These three articles have previously been published in the Swedish daily Svenska Dagbladet in 1994:
Svensk version från Svenska Dagbladet 1994.
I. The electronic age - on the verge of total memory loss?
II. The hacker - archaeologist of the future?
III. Dare we trust the authenticity of electronic texts?
III. Dare we trust the authenticity of electronic texts?
by Karl-Erik Tallmo
The great difficulties involved in preserving electronically published documents for the future have been discussed in two previous articles. There are two issues related to computer based texts, which have already become problematic: authenticity and copyright.
In the middle ages, books were copied by hand, mostly by monks. Different copies of a book contained different errors, due to misinterpreted dictation or deliberate "improvements" of arbitrary scribes. The art of Gutenberg made it possible to freeze the text once it was printed. The edition became a constant, not the individual copy.

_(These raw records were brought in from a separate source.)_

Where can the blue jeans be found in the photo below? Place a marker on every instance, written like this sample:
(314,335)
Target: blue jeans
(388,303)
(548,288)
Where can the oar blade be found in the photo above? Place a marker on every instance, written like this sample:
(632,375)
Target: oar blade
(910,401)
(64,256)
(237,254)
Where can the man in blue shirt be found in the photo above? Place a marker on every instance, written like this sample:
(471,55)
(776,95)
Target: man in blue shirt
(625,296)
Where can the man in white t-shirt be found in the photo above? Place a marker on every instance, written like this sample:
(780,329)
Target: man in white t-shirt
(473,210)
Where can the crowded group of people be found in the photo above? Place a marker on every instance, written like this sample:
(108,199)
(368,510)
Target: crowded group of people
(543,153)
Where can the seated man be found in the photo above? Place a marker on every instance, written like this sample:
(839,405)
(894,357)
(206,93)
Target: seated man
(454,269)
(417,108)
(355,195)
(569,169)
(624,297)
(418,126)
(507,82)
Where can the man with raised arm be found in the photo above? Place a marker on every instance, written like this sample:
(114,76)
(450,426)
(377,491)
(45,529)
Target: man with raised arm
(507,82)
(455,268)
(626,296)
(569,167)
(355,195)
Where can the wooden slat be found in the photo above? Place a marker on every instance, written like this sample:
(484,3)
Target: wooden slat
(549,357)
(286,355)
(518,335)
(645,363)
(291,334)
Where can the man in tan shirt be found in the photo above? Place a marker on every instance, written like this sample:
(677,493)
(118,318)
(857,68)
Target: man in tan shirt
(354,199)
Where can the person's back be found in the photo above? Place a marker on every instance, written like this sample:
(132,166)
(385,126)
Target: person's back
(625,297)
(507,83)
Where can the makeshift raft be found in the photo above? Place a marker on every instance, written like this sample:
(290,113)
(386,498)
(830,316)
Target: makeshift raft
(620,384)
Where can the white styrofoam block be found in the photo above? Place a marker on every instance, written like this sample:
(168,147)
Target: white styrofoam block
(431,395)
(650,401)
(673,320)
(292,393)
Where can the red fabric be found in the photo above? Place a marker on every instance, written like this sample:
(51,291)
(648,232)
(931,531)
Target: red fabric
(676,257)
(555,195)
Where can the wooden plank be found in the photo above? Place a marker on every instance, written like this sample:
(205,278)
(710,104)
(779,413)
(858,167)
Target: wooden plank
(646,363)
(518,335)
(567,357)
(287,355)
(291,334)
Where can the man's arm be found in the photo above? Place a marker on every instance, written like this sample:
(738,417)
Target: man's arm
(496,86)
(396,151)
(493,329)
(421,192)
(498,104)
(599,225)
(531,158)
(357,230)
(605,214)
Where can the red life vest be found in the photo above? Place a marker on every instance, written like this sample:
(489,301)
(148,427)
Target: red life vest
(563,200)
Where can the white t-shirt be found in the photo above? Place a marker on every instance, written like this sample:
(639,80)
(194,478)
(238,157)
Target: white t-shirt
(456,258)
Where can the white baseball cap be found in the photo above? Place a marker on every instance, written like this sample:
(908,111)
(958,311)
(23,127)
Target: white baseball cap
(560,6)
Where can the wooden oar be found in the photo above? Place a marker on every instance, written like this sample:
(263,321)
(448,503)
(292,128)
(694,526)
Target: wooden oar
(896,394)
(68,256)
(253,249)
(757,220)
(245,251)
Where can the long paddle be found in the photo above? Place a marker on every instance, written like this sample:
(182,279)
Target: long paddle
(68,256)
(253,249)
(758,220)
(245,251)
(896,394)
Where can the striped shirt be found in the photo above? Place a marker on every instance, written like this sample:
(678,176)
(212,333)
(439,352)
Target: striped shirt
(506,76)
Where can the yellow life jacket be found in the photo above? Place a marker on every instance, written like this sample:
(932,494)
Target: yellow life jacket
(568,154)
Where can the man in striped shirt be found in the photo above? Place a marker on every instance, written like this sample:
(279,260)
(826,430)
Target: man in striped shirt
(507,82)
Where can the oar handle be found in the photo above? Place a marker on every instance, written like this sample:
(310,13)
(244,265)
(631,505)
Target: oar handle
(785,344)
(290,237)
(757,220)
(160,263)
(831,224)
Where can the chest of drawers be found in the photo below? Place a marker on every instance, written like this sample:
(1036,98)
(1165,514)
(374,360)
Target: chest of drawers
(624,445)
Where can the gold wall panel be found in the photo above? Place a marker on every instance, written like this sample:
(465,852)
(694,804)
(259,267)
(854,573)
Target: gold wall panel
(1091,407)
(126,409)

Through more than 500 years we have grown accustomed to the book being something relatively unchangeable and reliable. The emergence of the electronic book, however, takes us in a sense two steps backwards, since here not even the copy is a constant. Anybody who has ever worked with a word-processor knows how easy it is to change a few words in a computer file - and that it is done without a trace.
If one logs on to the database Patrologia Latina and looks up something by Tertullian - how canone be sure that it is Migne's edition? The publisher Chadwyck-Healay of course certifies, as any other publisher would, with their hallmark, that the contents as far as they can control and ascertain are verbatim.
But what if someone has hacked his way into the database and made changes? If one copys the text onto a diskette and gives it to somebody, who in turn hands it over to a friend who writes a dissertation - dare this candidate believe that the quotations he interposes in his text are correct?
The easy access to electronic texts is both their strength and their weakness. If texts are spread from person to person in a totally uncontrolled manner, the result might be a gradual alteration as is the case with oral transmission. The text will undoubtedly degenerate.
When text is digitized with a scanner and a program for optical character recognition (OCR), there are always errors. For instance, r+n may be interpreted as m and zero might come out as the letter O.
The staff at the American Memory project calculates that it costs 5 to 6 dollars per page, if one allows a single error per page (99.95 percent's accuracy). To achieve a rate of one error every four pages (99.99 percent's accuracy), the costs would double.
For economic reasons, some database editors are willing to accept accuracy levels as low as 60-80 percent. Such databases are generally intended for searching only, the idea being that when the document in question is found, one would turn to the printed source. But as long as texts are easy to download, the risk is of course that they will be disseminated and that uncritical writers regard them as reliable source material. In an on-going Internet discussion regarding copyright issues, the leader of the Thesaurus Linguae Graecae project, Ted Brunner of University of California at Irvine, claims that there is evidence that texts from the database have been modified for specific purposes and then disseminated.
In many countries, codes of law are now being published electronically. It is rather easy to imagine new forms of computer crime emerging as a result. For instance, judges will perhaps no longer make reference to printed statutes, relying instead on computer databases. It will then be essential to secure texts from forgery.
Presently, CD-ROM is considered fairly secure since it is a "read-only" medium and thus cannot be changed. However, for unlawful purposes, it would not be too difficult to copy the CD onto a large hard disk, change a paragraph or two and then make a new CD-ROM. The costs for CD-ROM fabrication have declined substantially.
There are solutions, however. A contaminated text can "purify" itself with the help of special corrective codes. Electronic seals can guarantee that a text conforms with the original. Such seals link certain blocks of text to certain checksums. If a text suddenly adds up to the wrong checksum, then the text has been tampered with and is not to be trusted.
A more difficult task is to define what an electronic publication really is or is not. What is a single copy of an electronic publication? And what would constitute an electronic edition?
The Online Journal of Clinical Trials, for instance, has no issues. The journal changes organically with each article added or deleted. There are no back issues and no lost issues. How does such a publication fit in with ordinary filing routines at a library?
Large dailies are now increasingly beginning to archive their own articles digitally in databases instead of on paper clippings. Since most newspaper production is now computerized, the most effective method is to create a "tap hole" in some stage of the production process, capturing the text and saving it.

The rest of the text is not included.